Resilience
Resilience skills involve being able to ‘bounce back’ after a setback or disappointment. Resilience will enable you to keep on trying at a problem until you reach a suitable outcome. To have resilience is to believe in your ability to cope when things don’t go smoothly.
Activities where you could develop resilience skills
You can demonstrate resilience in your degree programme by showing how you perhaps recovered your grades after a difficult assessment, or continued to succeed despite adjusting to a different way of studying (such as remote learning during the pandemic). The following activities, which may be undertaken as part of or alongside your studies, can be good ways to develop your resilience skills:
- Join an SU group or committee Doing something new and building connections with others helps to build your self-esteem, and important part of being resilient.
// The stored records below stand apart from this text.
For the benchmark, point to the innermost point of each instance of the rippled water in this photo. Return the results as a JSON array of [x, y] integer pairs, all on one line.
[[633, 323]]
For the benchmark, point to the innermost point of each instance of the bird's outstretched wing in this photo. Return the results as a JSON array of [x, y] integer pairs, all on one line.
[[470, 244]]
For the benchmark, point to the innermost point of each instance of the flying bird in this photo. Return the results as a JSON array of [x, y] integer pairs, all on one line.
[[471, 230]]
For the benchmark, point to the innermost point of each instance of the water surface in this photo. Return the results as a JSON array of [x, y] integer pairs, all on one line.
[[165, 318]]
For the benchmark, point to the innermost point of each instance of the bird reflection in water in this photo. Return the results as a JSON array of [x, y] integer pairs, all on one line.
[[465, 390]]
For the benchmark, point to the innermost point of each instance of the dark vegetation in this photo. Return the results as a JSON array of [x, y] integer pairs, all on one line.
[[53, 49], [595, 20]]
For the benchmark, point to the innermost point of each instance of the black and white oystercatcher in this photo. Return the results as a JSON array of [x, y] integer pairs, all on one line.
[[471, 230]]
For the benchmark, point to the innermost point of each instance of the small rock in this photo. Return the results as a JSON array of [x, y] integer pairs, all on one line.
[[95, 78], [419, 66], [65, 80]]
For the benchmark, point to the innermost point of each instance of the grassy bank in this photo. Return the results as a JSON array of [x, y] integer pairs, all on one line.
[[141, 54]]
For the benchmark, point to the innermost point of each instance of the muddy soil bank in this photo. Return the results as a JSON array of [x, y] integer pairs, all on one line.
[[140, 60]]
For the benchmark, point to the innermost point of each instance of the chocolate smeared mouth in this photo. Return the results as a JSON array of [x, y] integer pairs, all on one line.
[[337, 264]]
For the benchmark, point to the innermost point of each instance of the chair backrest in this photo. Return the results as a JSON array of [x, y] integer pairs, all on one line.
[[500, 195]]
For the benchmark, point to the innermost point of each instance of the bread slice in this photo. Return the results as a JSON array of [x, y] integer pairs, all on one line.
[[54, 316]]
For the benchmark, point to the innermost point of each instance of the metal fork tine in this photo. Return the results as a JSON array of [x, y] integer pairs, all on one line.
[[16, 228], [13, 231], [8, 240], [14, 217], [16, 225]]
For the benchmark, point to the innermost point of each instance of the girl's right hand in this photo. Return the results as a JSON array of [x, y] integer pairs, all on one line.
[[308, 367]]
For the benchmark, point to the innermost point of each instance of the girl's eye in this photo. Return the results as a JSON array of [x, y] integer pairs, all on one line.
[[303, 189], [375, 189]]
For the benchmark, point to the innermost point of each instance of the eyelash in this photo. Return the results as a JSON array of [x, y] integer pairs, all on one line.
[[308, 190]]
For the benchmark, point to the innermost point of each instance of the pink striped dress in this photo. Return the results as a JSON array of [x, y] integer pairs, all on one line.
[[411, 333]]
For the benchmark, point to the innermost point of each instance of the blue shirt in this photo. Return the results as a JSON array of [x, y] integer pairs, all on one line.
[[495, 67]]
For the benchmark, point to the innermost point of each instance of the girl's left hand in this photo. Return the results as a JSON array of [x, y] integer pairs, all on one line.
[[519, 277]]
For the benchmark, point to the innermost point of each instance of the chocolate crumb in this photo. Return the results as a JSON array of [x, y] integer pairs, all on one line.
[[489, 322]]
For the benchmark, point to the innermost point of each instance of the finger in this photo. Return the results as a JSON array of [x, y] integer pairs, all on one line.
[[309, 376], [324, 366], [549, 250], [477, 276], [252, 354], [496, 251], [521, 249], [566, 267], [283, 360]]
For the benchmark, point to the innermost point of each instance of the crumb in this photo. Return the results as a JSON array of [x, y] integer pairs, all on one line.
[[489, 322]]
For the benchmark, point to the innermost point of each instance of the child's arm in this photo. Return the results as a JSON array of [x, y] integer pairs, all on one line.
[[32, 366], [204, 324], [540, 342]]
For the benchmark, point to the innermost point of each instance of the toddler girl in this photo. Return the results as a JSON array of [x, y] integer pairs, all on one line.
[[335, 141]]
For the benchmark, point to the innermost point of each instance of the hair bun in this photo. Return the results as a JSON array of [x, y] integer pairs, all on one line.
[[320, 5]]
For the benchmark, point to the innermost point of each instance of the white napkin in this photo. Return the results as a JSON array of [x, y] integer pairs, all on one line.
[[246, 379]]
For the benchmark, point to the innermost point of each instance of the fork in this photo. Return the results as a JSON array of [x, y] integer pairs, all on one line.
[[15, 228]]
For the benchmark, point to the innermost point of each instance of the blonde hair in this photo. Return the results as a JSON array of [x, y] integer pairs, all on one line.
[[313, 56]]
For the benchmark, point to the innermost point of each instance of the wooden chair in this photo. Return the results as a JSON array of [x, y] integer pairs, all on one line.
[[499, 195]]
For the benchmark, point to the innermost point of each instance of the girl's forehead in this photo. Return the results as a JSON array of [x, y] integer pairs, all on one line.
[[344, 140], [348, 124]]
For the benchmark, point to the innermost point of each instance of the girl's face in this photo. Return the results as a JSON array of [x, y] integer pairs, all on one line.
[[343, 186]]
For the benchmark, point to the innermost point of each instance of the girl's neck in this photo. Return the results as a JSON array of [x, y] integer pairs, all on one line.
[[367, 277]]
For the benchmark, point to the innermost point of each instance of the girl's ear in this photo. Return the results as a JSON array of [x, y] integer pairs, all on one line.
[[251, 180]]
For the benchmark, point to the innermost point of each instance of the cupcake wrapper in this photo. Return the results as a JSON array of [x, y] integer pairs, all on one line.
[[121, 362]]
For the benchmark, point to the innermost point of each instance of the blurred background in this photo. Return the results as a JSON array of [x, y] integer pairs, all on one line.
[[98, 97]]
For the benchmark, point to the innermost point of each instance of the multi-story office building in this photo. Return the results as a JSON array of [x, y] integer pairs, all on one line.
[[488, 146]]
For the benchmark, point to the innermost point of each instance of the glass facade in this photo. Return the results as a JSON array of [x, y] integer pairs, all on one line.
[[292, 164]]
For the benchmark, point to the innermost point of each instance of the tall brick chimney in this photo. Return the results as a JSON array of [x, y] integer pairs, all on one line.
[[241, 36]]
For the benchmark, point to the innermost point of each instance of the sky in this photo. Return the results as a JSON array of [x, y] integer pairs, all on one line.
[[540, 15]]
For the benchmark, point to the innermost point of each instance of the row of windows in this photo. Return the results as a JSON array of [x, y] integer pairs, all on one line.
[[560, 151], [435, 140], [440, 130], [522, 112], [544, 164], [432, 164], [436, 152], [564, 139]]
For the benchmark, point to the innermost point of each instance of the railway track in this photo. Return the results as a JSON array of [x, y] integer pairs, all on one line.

- Peer Mentoring Set yourself a challenge and achieving it can be a great way to build resilience. With Peer Mentoring you’ll be supported to do this.
- Volunteering Making an impact to something that is important to you helps to build commitment, a critical part of resilience.
- Growth mindset Reflecting when things aren’t going to plan is important as it can help you to learn from the situation. Adopting a growth mindset can help you to look at the big picture and be aware of how your thinking patterns impact your resilience.
How is resilience assessed in recruitment?
Some examples of application form and interview questions which are designed to test resilience skills:
- Give a recent example of when you overcame a problem.
- There are times when things go wrong. Give an example of when this happened to you and how you managed it.
- Tell me about the last time something didn’t go according to plan.
- Tell us about a situation when a project failed. How did you manage this?
If you are unsure how to structure an answer for either application or interview questions, visit the application and interviews section of our website and find out about the CAR (context, action, result) and STAR (situation, task, action, result) models. Our recommendations are based on feedback from employers.
In assessment centres you may be asked to take part in ‘impossible’ exercises, or where the parameters of the exercise shift. This could include being given much more information than you have time to read, or by cutting a budget part-way through the exercise. To assess your resilience skills, assessors will then observe how you carry on through this difficulty.